Le dispositif moderniste depuis Vatican II n’a en effet cessé de s’adosser aux catégories de l’expérience et de la rencontre. Voyez la dernière encyclique de nos deux papes. Elle est tout  à fait symptomatique!

« La foi naît de la rencontre avec le Dieu vivant, qui nos appelle et nous révèle son amour, un amour qui nous précède et sur lequel nous pouvons nous appuyer pour être solides et constrzure notre vie. Transformés par cet amour nous recevons des yeux nouveaux, nous faisons l’expérience qu’en lui se trouve une grande promesse de plénitude et le regard de l’avenir s’ouvre à nous »(paragraphe 5)

(Pour les premiers chrétiens) la foi, en tant que rencontre avec le Dieu vivant manifesté dans le Christ, était une « mère », parce qu’elle les faisait venir à la lumière, engendrait en eux la vie divine, une nouvelle expérience, une vision lumineuse de l’existence pour laquelle on était prêt à rendre un témoignage public jusqu’au but »(paragraphe 5)

« (la foi) est une rupture avec les idoles pour revenir au Dieu vivant, au moyen d’une rencontre personnelle. Croire signifie s’en remettre à un amour miséricordieux »(paragraphe 13)

« la vie du Christ, sa façon de connaitre le Père, de vivre totalement en relation avec lui, ouvre un nouvel espace de l’expérience humaine et nous pouvons y entrer »(paragraphe 18)

« « Abba, Père » est la parole la plus caractéristique de l’expérience de Jésus, qui devient centre l’expérience chrétienne »(paragraphe 19)

« Dans la mesure où elle annonce la vérité de l’amour total de Dieu et ouvre à la puissance de cet amour, la foi chrétienne arrive au plus profond du cœur de l’expérience de chaque homme »(paragraphe 32)

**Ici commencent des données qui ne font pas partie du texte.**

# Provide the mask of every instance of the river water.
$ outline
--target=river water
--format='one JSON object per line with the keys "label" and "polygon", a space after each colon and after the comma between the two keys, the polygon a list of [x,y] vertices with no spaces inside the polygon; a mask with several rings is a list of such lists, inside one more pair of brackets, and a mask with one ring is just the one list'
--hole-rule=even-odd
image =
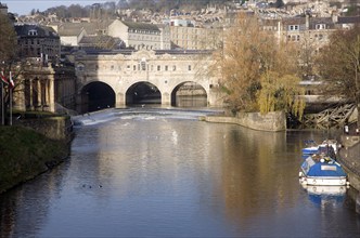
{"label": "river water", "polygon": [[326,132],[259,132],[204,114],[83,116],[68,160],[1,195],[1,237],[360,236],[351,188],[319,196],[298,182],[304,142]]}

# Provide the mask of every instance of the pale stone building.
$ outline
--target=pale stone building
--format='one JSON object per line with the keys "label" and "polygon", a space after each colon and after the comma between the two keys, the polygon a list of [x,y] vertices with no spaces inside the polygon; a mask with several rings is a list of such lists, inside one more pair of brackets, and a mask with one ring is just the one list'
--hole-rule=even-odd
{"label": "pale stone building", "polygon": [[14,28],[22,57],[37,57],[43,63],[57,60],[60,37],[52,28],[29,24],[16,24]]}
{"label": "pale stone building", "polygon": [[115,19],[107,35],[120,38],[127,48],[134,50],[169,50],[170,30],[167,25],[124,22]]}

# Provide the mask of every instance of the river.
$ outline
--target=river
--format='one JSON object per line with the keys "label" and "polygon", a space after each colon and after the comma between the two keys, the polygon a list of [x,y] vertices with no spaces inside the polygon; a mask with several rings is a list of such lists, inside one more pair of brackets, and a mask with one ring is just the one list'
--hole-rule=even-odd
{"label": "river", "polygon": [[1,195],[1,237],[359,237],[348,195],[298,182],[306,140],[198,121],[209,111],[78,118],[68,160]]}

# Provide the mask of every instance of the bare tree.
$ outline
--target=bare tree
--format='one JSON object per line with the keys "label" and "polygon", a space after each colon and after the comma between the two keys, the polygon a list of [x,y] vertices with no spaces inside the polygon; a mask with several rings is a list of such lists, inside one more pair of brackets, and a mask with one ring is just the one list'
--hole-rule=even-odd
{"label": "bare tree", "polygon": [[218,71],[220,87],[232,110],[285,110],[301,117],[305,103],[297,77],[297,51],[278,43],[260,30],[256,16],[241,14],[224,32],[222,51],[215,54],[211,70]]}
{"label": "bare tree", "polygon": [[319,57],[324,93],[355,103],[360,127],[360,26],[334,32]]}

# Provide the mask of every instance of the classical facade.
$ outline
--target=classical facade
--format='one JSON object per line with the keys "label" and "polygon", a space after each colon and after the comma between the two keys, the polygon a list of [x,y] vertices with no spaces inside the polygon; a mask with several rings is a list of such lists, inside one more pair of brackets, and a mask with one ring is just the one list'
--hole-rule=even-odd
{"label": "classical facade", "polygon": [[43,63],[55,62],[60,56],[60,37],[50,27],[16,24],[21,57],[36,57]]}
{"label": "classical facade", "polygon": [[75,109],[74,68],[28,61],[16,83],[14,109],[51,113],[68,113],[68,109]]}
{"label": "classical facade", "polygon": [[[218,95],[218,78],[206,74],[210,61],[209,52],[200,51],[78,52],[75,56],[77,105],[88,101],[88,89],[95,83],[107,85],[107,92],[115,95],[116,107],[132,103],[134,88],[141,83],[156,89],[162,105],[173,105],[179,88],[191,82],[197,85],[196,90],[205,92],[206,106],[219,106],[222,102]],[[86,111],[85,108],[77,110]]]}
{"label": "classical facade", "polygon": [[115,19],[108,26],[107,35],[120,38],[127,48],[134,50],[170,50],[170,29],[168,25]]}

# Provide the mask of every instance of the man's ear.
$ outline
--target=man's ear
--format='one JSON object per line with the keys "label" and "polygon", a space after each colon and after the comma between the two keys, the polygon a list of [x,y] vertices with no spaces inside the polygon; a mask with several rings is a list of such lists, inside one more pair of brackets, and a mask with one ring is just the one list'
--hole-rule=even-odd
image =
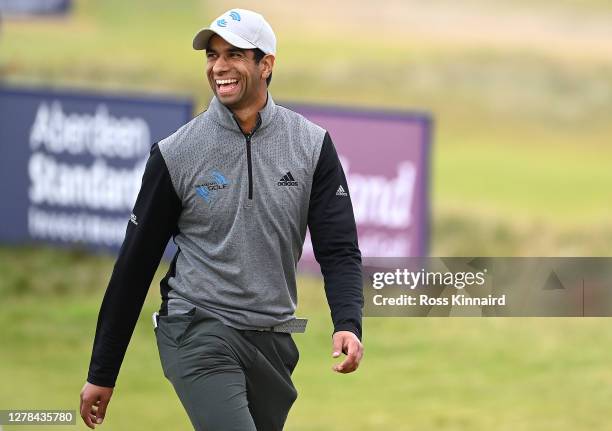
{"label": "man's ear", "polygon": [[261,77],[263,79],[268,79],[268,77],[272,74],[272,69],[274,68],[274,56],[272,54],[266,54],[259,62],[261,66]]}

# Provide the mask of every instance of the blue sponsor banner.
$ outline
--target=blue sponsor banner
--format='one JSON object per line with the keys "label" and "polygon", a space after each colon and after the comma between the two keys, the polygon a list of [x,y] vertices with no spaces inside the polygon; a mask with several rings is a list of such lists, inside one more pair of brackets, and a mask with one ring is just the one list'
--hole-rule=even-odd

Toutes ses déclarations consacrant l’expérience humaine sont à mettre en contraste avec ce qu’enseignait St Pie X lorsqu’il identifiait le principe à la source du modernisme : « Si maintenant vous demandez sur quoi, en fin de compte, cette certitude ( de la foi en Dieu) repose, les modernistes répondent : sur l’expérience individuelle.(…) et cela est une véritable expérience et supérieure à toutes les expériences rationnelles »(Pascendi). Il expliquait que « cela est contraire à la foi catholique » en évoquant cette condamnation de l’Eglise «  Si quelqu’un dit que la Révélation divine ne peut être rendue croyable par des signes extérieurs, et que ce n’est donc que par l’expérience individuelle ou par l’inspiration privée que les hommes sont mus à la foi, qu’il soit anathème. »

Le contenu objectif de la foi n’a donc cessé d’être honteusement caché à travers la promotion d’un subjectivisme débridé qui excite chez celui qui en est victime le fantasme d’être l’intime de Dieu, le témoin privilégié de sa présence bienveillante,  quand bien même on mépriserait certains dogmes et que cultiverait le péché.  Cette confusion favorise un mysticisme puéril et souvent orgueilleux qui élève les rêveries au rang de manifestations divines. C’est là marcher sur les plates-bandes de la guimauve  rousseauiste. C’est pourquoi saint Thomas rattachait expressément l’expérience de Dieu au don de sagesse uni à la charité, précisant que le fidèle en jouissait le plus souvent au terme de sa vie surnaturelle et non à ses débuts. Cette confusion savamment distillée depuis de nombreuses années par nos derniers papes  s’inscrit dans la logique même de l’œcuménisme et du dialogue interreligieux  qui ne peuvent s’encombrer de  précision et de rigueur dans l’énoncé de la doctrine catholique. Elle est incompatible avec l’amour de la vérité et est exigée par le relativisme théologique consacré au concile Vatican II. Les revendications de ceux qui s’appellent, contre tout évidence, encore catholiques et qui appellent désormais à la démission de Mgr Huonder, l’un des derniers évêques en Suisse a osé clairement leur dire leur fait,  vont donc finalement dans le sens de ce que les instances dirigeantes n’ont cessé de rechercher depuis 50 ans : la conciliation avec la pensée libérale, condamnée en son principe par le Syllabus, qui consiste en un abâtardissement de la foi, son démantèlement progressif qui livre le catholique sans arme devant les légions coalisées du stupre, du mensonge, de l’avilissement et de . La preuve par les résultats de cette consultation.